Monday, July 5, 2010

Rise and Fall

An excerpt from 25,000 Years of Erotic Freedom, by Alan Moore:

Sexual openness and cultural progress walked hand-in-hand throughout the opening chapters of the human story in the West, and it wasn't until the advent of Christianity, or more specifically of the apostle Paul, that anybody realized we should all be thoroughly ashamed of both our bodies and those processes relating to them. Not until the Emperor Constantine had cut and pasted modern Christianity together from the loose scraps of Mithraism and the solar cult of Sol Invictus, adopting the resultant theological collage as the religion of the Roman Empire, did we get to witness the effect of its ideas and doctrines when enacted on a whole society.

If we take a traditional (and predominantly Christian) view of the collapse of Rome, then conventional wisdom tells us that Rome was destroyed by its decadence, sunk beneath the rising scumline of its orgies and of its own sexual permissiveness. The merest skim through Gibbon,* on the other hand, will demonstrate that Rome had been a heaving, decadent, and orgiastic fleshpot more or less since its inception. It hgad fornicated its way quite succesfully through several centuries without showing any serious signs of harm as a result. Once Emperor Constantine introduced compulsory Christianity to the Empire, though, it barely lasted another handred years.

Largely, this was because Rome relied on foreign troops - on cavalry from Egypt, for example - to defend the Empire against the Teutonic hordes surrounding it. Foreign soldiers were originally happy to enlist, since Rome at that point took a pagan and syncretic standpoint that allowed recruits to worship their own gods while they were off in northern Europe holding back the Huns. Once the Empire had been Christianized, however, that was not an option. Rome's new Christian leaders decided it was their way or the stairway, and si consequently, off in distant lands, recruitment figures plummeted. The next thing anybody knew, there were barbarians everywhere: the Huns, the Franks, the Visigoths, and worst of all the Goths, with their white contact lenses and Cradle of Filth collections. Rome, effectively, was over, bar the shouting.

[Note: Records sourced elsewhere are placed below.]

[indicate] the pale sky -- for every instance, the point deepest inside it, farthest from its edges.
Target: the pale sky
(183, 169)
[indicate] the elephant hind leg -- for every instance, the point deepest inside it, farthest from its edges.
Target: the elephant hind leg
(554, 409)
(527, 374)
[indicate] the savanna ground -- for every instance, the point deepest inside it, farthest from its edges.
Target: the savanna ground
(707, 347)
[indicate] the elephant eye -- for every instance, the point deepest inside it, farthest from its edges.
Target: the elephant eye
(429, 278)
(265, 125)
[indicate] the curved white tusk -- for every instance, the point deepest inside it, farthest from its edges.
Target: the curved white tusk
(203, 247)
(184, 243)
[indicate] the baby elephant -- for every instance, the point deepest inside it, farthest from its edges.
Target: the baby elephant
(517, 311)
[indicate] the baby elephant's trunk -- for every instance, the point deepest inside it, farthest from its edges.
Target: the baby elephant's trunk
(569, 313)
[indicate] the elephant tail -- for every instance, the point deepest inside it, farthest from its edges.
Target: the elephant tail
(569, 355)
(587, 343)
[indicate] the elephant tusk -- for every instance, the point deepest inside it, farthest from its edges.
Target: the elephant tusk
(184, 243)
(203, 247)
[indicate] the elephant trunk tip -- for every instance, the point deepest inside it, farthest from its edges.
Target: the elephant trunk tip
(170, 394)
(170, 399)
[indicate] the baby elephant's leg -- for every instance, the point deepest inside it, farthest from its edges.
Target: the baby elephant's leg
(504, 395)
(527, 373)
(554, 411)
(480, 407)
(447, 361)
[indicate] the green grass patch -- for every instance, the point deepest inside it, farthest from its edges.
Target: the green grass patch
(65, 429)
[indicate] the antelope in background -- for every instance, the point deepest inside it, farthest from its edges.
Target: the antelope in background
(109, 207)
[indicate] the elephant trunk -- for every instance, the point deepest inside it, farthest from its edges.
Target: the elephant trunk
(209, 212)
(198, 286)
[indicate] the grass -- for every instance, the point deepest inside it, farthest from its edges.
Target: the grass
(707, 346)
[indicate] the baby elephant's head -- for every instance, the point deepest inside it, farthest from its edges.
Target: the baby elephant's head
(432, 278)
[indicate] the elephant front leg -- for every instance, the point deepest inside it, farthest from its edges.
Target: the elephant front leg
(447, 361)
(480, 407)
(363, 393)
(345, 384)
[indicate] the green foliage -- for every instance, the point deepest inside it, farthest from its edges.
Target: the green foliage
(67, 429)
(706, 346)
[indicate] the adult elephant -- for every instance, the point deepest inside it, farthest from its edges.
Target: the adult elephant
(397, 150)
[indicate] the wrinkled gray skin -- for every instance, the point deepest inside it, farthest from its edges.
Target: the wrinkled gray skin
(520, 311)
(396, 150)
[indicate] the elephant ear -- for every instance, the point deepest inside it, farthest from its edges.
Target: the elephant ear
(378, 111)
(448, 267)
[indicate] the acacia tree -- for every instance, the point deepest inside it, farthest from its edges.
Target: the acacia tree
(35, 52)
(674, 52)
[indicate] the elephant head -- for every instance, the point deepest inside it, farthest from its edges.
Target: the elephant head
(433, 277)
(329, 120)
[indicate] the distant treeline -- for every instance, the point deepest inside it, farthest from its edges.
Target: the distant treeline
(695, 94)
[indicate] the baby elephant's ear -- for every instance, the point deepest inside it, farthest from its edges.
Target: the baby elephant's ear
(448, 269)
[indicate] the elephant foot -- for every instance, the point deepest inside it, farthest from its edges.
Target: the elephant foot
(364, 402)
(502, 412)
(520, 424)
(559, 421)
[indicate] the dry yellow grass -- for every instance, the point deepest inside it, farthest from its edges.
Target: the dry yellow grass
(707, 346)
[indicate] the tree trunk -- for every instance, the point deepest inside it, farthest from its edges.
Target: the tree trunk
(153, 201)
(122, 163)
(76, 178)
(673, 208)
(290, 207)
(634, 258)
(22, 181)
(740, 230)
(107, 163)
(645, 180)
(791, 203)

* I'm not personally sure who Gibbon was at the moment. - Neil

1 comment:

Kirsten said...

Enter the medieval history major!

Edward Gibbon wrote "Decline and Fall of the Roman Empire" - famous history of the collapse of the empire through his age's perspective.

Alas, I don't know much more than that, nor was it required reading. But I bet wikipedia could tell you more!

Tangential thought: I rather like the turn of phrase "fornicated its way quite successfully through several centuries."

I'll throw in my two cents re: the collapse: When your empire is built on expansion, and ceases to expand, trouble is a-knocking. Also, splitting a larger empire into the "rich" (Byzantine) and "poor" (Western Roman) halves isn't going to help the poor half.

Sure do miss you up here! Sving du Nord (another lindy-centric workshop weekend) is Oct 1-3 - will send more details once I see them on the website or on the minnesota lindy forums.